Generation of point mutant of hPLSCR1
Overlap PCR method was used to generate point mutations in hPLSCR1 where the 5 histidines (H12, H53, H111, H2111, H262) were mutated to alanine and was subsequently cloned in pET28a (+), confirmed by sequencing and named as Mut-hPLSCR1. Overexpression and purification of Mut-hPLSCR1 were done as described earlier. Briefly, mutagenic primers were synthesized to incorporate the specific point mutations (Fig. 8a). Using wild type hPLSCR1 gene as a template, PCR was performed with the following combinations of primers to produce 6 fragments and named as follows. Stage 1 PCR: Fragment 1 - F1, R6; Fragment 2 - F2, R5; Fragment 3 - F3, R4; Fragment 4 - F4, R3; Fragment 5 -F5, R2; Fragment 6 – F6, R1. Stage 2 PCR: Adjacent fragments are used as a template with appropriate primers as follows. Initial 10 cycles of PCR were performed without the primers after which the primers were added; Fragment A - Fragment 1 + Fragment 2 – Primers – F1 and R5; Fragment B - Fragment 3 + Fragment 4 – Primers – F3 and R3; Fragment C – Fragment 5 + Fragment 6 – Primers – F5 and R1; Stage 3 PCR: Fragment I – Fragment A + Fragment B – Primers F1 and R3; Fragment II – Fragment B + Fragment C – Primers F3 and R1. Stage 4 PCR: Mutant hPLSCR1 – Fragment I + Fragment II – Primers F1 and R1.
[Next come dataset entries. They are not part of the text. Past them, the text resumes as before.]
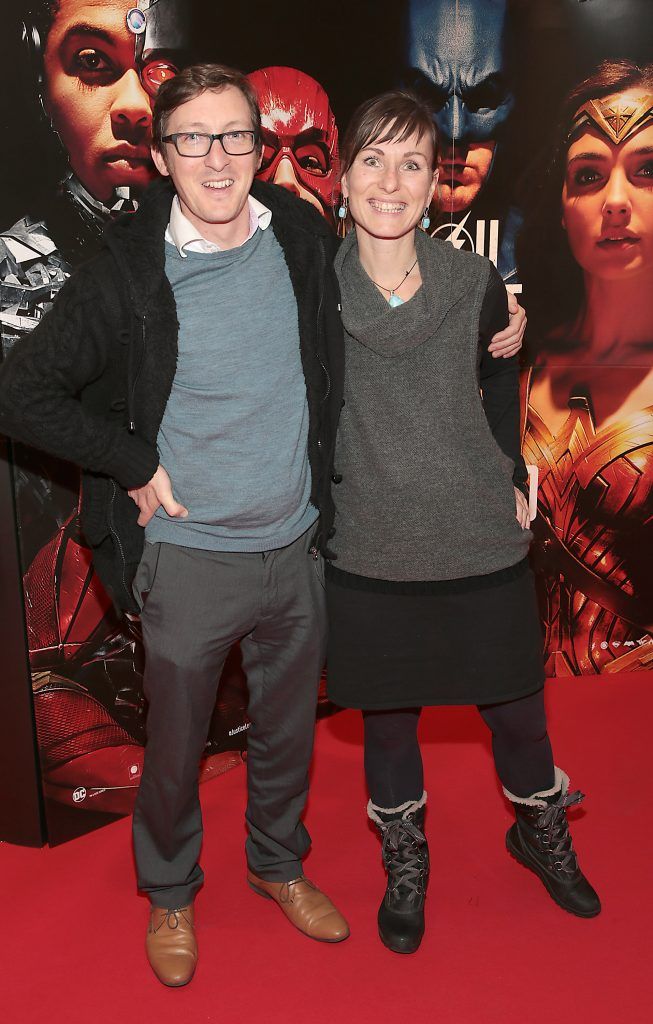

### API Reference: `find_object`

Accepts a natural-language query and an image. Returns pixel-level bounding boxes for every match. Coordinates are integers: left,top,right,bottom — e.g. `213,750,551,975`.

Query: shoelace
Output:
153,906,192,932
382,820,428,900
537,790,584,874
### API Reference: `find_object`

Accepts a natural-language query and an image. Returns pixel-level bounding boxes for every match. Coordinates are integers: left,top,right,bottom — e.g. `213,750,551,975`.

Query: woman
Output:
519,61,653,675
327,92,600,952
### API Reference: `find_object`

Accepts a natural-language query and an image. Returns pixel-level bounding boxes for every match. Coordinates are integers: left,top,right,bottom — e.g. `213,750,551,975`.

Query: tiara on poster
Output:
567,91,653,145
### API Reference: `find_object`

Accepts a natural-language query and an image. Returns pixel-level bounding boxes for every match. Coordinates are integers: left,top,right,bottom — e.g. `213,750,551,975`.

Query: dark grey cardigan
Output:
331,231,531,581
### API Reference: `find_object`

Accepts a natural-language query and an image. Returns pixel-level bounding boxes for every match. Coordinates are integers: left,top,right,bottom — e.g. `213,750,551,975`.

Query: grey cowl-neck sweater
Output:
331,231,531,582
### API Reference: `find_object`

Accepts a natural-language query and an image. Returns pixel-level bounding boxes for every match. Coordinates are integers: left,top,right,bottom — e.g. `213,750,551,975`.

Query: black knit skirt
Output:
327,559,545,709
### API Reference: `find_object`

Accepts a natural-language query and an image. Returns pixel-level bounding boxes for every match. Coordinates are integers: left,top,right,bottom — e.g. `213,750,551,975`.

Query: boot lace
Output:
536,790,584,876
153,906,188,932
382,819,429,900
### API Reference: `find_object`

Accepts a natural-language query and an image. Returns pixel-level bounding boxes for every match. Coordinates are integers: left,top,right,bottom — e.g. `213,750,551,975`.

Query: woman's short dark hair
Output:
151,63,261,153
340,89,440,177
517,60,653,351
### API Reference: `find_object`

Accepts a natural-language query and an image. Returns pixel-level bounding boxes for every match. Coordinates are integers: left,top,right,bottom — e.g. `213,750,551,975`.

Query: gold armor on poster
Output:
520,61,653,675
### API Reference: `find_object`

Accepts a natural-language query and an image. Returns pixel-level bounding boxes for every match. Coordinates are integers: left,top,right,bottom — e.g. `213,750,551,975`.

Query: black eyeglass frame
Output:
161,128,259,160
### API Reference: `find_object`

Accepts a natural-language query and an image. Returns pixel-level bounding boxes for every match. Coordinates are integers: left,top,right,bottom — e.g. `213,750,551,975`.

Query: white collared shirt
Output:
166,196,272,257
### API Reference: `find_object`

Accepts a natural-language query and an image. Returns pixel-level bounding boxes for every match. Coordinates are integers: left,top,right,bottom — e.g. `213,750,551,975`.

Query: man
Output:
0,65,521,985
403,0,520,283
0,0,192,815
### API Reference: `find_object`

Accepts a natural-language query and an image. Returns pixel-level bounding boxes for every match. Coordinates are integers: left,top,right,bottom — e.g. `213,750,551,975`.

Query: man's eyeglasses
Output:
162,131,257,157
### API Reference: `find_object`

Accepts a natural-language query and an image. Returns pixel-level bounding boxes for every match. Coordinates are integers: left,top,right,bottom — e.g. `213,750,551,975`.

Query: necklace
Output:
369,256,418,307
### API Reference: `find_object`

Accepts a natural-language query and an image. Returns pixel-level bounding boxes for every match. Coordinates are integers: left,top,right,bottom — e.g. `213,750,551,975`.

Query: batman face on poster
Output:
402,0,520,282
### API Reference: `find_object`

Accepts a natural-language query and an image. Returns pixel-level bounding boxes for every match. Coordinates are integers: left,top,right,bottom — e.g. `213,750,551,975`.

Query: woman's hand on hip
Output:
515,487,530,529
127,466,188,526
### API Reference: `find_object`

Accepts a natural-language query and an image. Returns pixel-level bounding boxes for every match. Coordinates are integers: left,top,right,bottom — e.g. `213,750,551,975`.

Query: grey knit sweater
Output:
331,231,531,581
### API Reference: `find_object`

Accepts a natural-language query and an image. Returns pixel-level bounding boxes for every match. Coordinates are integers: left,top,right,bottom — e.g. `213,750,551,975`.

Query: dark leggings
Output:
363,689,554,808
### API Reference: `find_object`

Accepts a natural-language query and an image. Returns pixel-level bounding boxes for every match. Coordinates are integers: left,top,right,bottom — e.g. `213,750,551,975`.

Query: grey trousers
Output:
133,529,327,908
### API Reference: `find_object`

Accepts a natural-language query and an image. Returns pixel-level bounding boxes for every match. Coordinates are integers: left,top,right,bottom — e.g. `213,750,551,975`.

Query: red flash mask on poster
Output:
248,68,338,217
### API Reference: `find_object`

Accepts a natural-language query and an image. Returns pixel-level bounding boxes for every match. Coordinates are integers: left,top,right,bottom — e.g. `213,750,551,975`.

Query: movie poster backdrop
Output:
0,0,653,842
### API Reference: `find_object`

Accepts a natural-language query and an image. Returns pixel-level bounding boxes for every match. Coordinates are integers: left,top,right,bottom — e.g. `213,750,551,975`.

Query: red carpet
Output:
0,674,653,1024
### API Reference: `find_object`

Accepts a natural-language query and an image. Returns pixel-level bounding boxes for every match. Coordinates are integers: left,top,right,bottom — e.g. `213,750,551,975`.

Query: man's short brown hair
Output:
151,63,261,153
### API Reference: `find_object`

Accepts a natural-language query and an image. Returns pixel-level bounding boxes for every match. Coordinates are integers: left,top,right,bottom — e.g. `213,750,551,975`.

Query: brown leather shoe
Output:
145,905,198,988
247,871,349,942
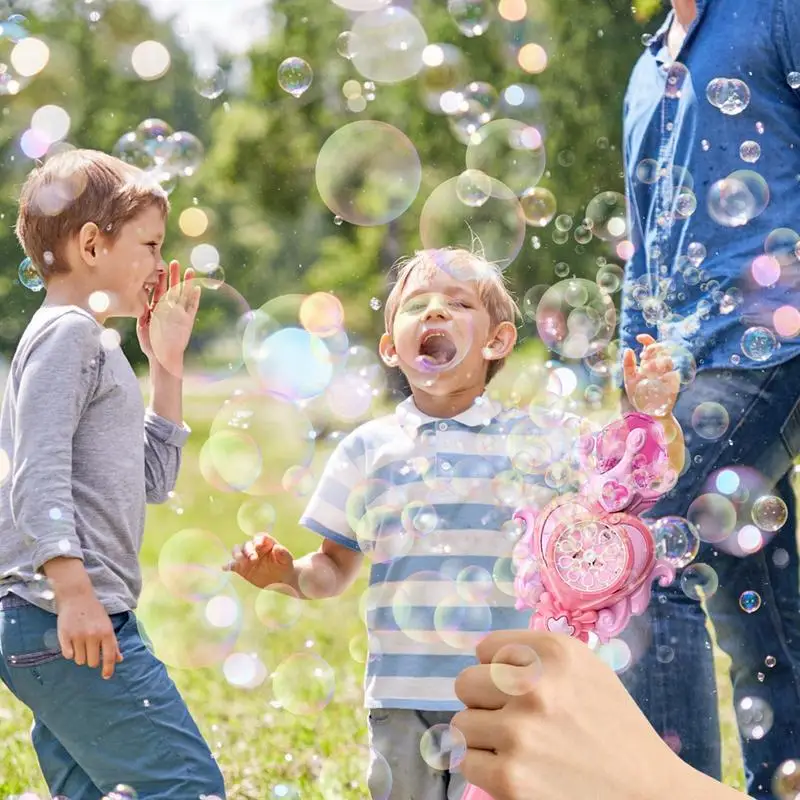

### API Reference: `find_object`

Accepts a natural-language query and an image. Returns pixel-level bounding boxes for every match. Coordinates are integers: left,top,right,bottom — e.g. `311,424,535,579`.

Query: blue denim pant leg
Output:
0,605,225,800
623,359,800,800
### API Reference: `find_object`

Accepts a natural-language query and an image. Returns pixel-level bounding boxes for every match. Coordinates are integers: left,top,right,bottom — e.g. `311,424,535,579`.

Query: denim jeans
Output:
0,596,225,800
621,358,800,800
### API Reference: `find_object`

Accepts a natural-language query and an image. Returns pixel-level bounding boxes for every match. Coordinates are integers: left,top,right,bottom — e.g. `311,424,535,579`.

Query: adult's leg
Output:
623,362,800,797
4,606,225,800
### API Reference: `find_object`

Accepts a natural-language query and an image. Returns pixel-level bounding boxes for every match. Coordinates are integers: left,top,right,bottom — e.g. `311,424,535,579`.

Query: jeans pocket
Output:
6,648,64,668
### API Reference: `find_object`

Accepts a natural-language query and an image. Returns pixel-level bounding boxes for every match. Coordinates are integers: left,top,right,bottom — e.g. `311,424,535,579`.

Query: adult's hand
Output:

Decatenation assay was performed using the topo II decatenation assay kit (Topogen, CO, USA) as per manufacturer’s instructions. Briefly, 200 ng of kinetoplast DNA (kDNA) in standard Topo assay buffer (50 mM Tris–HCl (pH - 8.0), 150 mM NaCl, 10 mM MgCl2 and 0.5 mM dithiothreitol) was treated with 1 U of topo IIα pretreated with hPLSCR1 (30 min, 4 °C) and incubated for 15 min at 37 °C. Negative control has only the kDNA but not the enzyme. The products were visualized on a 1 % agarose gel stained with ethidium bromide.
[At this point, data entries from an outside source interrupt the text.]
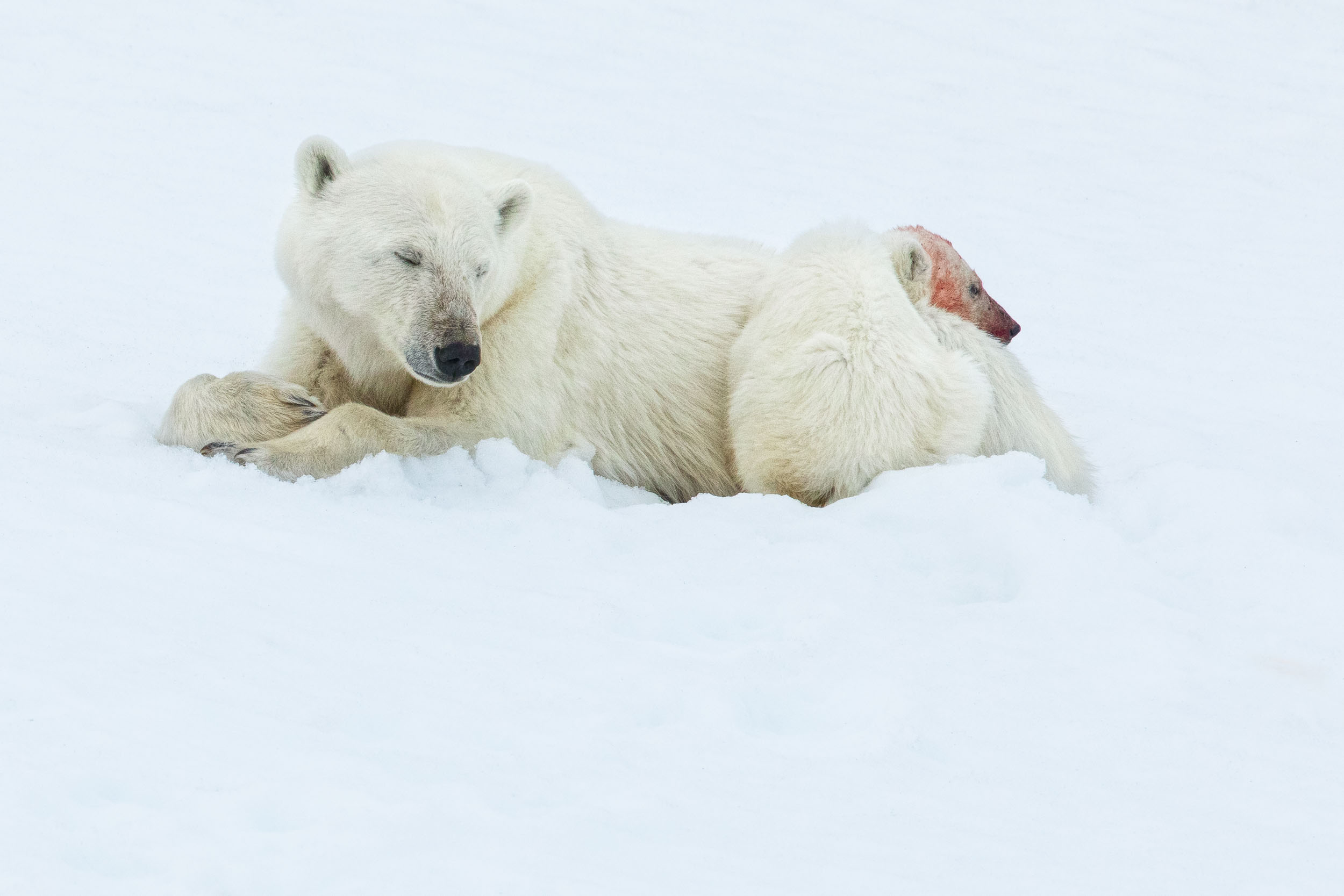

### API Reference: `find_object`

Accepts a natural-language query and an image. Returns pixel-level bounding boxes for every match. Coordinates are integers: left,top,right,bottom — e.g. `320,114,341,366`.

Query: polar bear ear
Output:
891,230,933,288
295,135,349,196
495,180,532,234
Nuclease activity: gel assay
Nuclease assays were performed with 20 pmol of purified recombinant hPLSCR1, 200 ng of yeast/ human genomic DNA as substrate in the assay buffer containing 50 mM Tris–HCl (pH - 8.0), 150 mM NaCl, 10 mM MgCl2 and 0.5 mM dithiothreitol to a total volume of 20 μl and incubated at 37 °C for 1 h. The reaction products were separated by electrophoresis on 1 % agarose gel with ethidium bromide (0.5 μg/ml); 12 % native PAGE stained with ethidium bromide was also used to visualize the products of the nuclease reaction.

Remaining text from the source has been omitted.